Ortiz, Alberto González; Guerreiro, Cristina de Brito Beirao; Soares, Joana; Horálek, Jan

Publication details

Series: Eionet Report - ETC/ATNI 2021/10

Publisher: ETC/ATNI

Year: 2021

ISBN: 978-82-93752-34-9

Fulltekst: zenodo.org/doi/10.5281/zenodo.5704593

The health risk related to exposure to air pollution (fine particulate matter - PM2.5, ozone - O3, and nitrogen dioxide - NO2) in 2019 was estimated in terms of number of premature deaths and years of life lost related to exposure to for 41 European countries, including the 27 EU Member States.

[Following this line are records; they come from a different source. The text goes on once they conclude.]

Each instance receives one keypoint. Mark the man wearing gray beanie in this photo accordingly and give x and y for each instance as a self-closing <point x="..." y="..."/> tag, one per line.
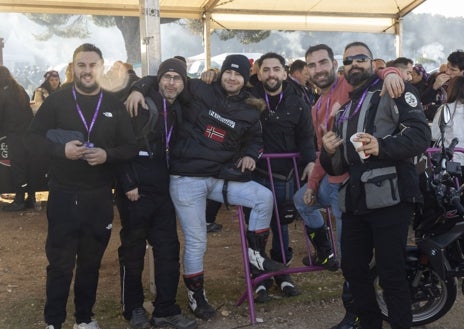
<point x="238" y="63"/>
<point x="221" y="129"/>
<point x="173" y="65"/>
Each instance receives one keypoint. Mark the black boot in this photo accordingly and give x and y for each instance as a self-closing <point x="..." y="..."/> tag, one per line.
<point x="197" y="298"/>
<point x="325" y="256"/>
<point x="257" y="255"/>
<point x="30" y="201"/>
<point x="350" y="320"/>
<point x="18" y="202"/>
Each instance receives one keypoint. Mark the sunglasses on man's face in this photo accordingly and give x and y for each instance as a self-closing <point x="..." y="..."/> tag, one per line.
<point x="360" y="58"/>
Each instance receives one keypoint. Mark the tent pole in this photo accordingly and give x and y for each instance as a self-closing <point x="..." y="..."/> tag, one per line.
<point x="207" y="38"/>
<point x="150" y="36"/>
<point x="399" y="37"/>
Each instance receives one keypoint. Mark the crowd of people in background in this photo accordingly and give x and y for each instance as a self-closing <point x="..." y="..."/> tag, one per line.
<point x="176" y="133"/>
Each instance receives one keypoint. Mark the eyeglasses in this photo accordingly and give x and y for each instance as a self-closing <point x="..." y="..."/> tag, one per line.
<point x="360" y="58"/>
<point x="173" y="78"/>
<point x="51" y="74"/>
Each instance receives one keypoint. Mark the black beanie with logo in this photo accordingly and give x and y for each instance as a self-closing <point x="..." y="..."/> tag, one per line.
<point x="173" y="65"/>
<point x="238" y="63"/>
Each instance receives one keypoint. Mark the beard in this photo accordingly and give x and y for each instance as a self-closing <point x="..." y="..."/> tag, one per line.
<point x="328" y="82"/>
<point x="272" y="88"/>
<point x="358" y="77"/>
<point x="87" y="89"/>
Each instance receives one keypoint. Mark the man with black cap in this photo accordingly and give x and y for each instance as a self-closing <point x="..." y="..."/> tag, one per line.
<point x="146" y="210"/>
<point x="221" y="129"/>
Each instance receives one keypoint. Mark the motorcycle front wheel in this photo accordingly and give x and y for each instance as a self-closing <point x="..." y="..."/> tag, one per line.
<point x="432" y="297"/>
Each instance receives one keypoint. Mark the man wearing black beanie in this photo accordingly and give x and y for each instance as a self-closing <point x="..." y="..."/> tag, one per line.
<point x="146" y="210"/>
<point x="221" y="128"/>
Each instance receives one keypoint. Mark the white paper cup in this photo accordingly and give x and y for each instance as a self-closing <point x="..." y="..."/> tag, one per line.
<point x="362" y="154"/>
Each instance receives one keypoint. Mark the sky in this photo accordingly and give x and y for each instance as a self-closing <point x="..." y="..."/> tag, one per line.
<point x="449" y="8"/>
<point x="21" y="45"/>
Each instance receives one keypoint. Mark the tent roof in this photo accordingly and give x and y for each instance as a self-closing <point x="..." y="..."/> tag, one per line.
<point x="377" y="16"/>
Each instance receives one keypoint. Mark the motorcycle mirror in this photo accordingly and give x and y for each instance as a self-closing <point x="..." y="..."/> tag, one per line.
<point x="445" y="117"/>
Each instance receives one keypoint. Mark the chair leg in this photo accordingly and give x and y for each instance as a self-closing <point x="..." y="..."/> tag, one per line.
<point x="246" y="265"/>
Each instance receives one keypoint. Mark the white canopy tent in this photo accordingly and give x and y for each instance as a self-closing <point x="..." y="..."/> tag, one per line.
<point x="379" y="16"/>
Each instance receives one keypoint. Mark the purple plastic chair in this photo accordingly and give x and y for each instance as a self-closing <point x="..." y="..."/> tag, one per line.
<point x="252" y="283"/>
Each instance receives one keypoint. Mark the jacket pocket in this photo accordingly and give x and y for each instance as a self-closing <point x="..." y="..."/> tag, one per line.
<point x="342" y="194"/>
<point x="381" y="187"/>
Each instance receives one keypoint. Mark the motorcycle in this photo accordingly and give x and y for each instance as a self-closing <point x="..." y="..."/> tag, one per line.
<point x="435" y="262"/>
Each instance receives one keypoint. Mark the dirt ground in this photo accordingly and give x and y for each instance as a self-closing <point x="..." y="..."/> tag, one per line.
<point x="22" y="282"/>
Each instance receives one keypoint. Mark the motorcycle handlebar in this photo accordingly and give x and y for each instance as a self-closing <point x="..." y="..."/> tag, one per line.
<point x="456" y="202"/>
<point x="450" y="148"/>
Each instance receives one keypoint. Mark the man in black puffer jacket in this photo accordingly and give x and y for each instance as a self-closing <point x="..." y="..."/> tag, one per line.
<point x="221" y="129"/>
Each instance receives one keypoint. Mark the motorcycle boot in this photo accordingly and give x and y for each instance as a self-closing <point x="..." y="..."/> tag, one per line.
<point x="350" y="320"/>
<point x="325" y="256"/>
<point x="257" y="255"/>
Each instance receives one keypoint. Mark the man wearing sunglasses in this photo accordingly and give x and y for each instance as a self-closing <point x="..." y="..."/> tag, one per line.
<point x="322" y="189"/>
<point x="391" y="132"/>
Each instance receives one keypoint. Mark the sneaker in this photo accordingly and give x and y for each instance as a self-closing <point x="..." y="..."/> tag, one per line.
<point x="29" y="204"/>
<point x="83" y="325"/>
<point x="262" y="296"/>
<point x="330" y="263"/>
<point x="349" y="321"/>
<point x="178" y="321"/>
<point x="213" y="227"/>
<point x="200" y="306"/>
<point x="289" y="289"/>
<point x="139" y="319"/>
<point x="14" y="206"/>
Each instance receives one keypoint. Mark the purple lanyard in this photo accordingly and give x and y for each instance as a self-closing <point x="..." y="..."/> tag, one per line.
<point x="266" y="97"/>
<point x="97" y="109"/>
<point x="358" y="106"/>
<point x="167" y="133"/>
<point x="327" y="106"/>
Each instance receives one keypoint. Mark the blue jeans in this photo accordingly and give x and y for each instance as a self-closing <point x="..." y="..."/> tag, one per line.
<point x="327" y="196"/>
<point x="189" y="196"/>
<point x="283" y="192"/>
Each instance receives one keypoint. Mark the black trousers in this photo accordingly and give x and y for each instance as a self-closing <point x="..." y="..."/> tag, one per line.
<point x="79" y="229"/>
<point x="383" y="233"/>
<point x="152" y="218"/>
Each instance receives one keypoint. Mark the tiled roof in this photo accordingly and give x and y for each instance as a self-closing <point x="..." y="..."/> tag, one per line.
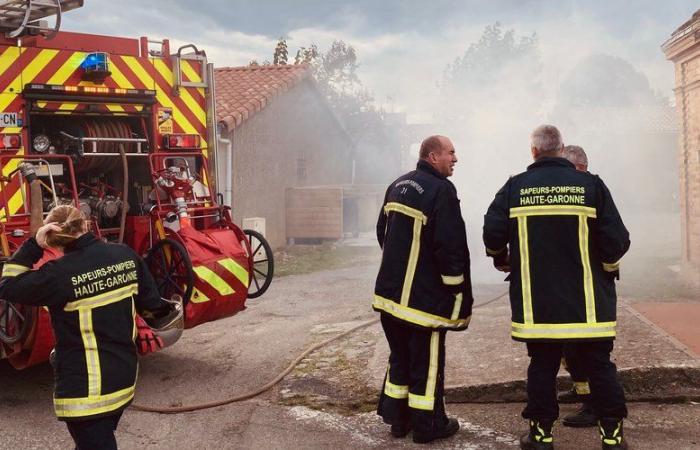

In 2019, air pollution continued to drive a significant burden of premature death and disease in the 41 countries reporting to EEA: 373,000 premature deaths were attributed to chronic exposure to PM2.5; 47,700 premature deaths were attributed to chronic NO2 exposure; 19,070 premature deaths were attributed to acute O3 exposure. The analysis on the EU’s progress to reach the 2030 target established in the Zero Pollution Action Plan shows a steady decrease in the number of premature deaths along the years, and if it continues to fall at a comparable rate in the future, then the target would be achieved by 2032. Had the new WHO air quality guideline level for PM2.5 of 5 µg/m3 been attained already in 2019 everywhere in Europe, the number of estimated premature deaths would have been at least 58 % lower. On the other hand, the attainment of the EU limit value for PM2.5 of 25 µg/m3 would have left the estimated number of premature deaths unchanged in EU-27.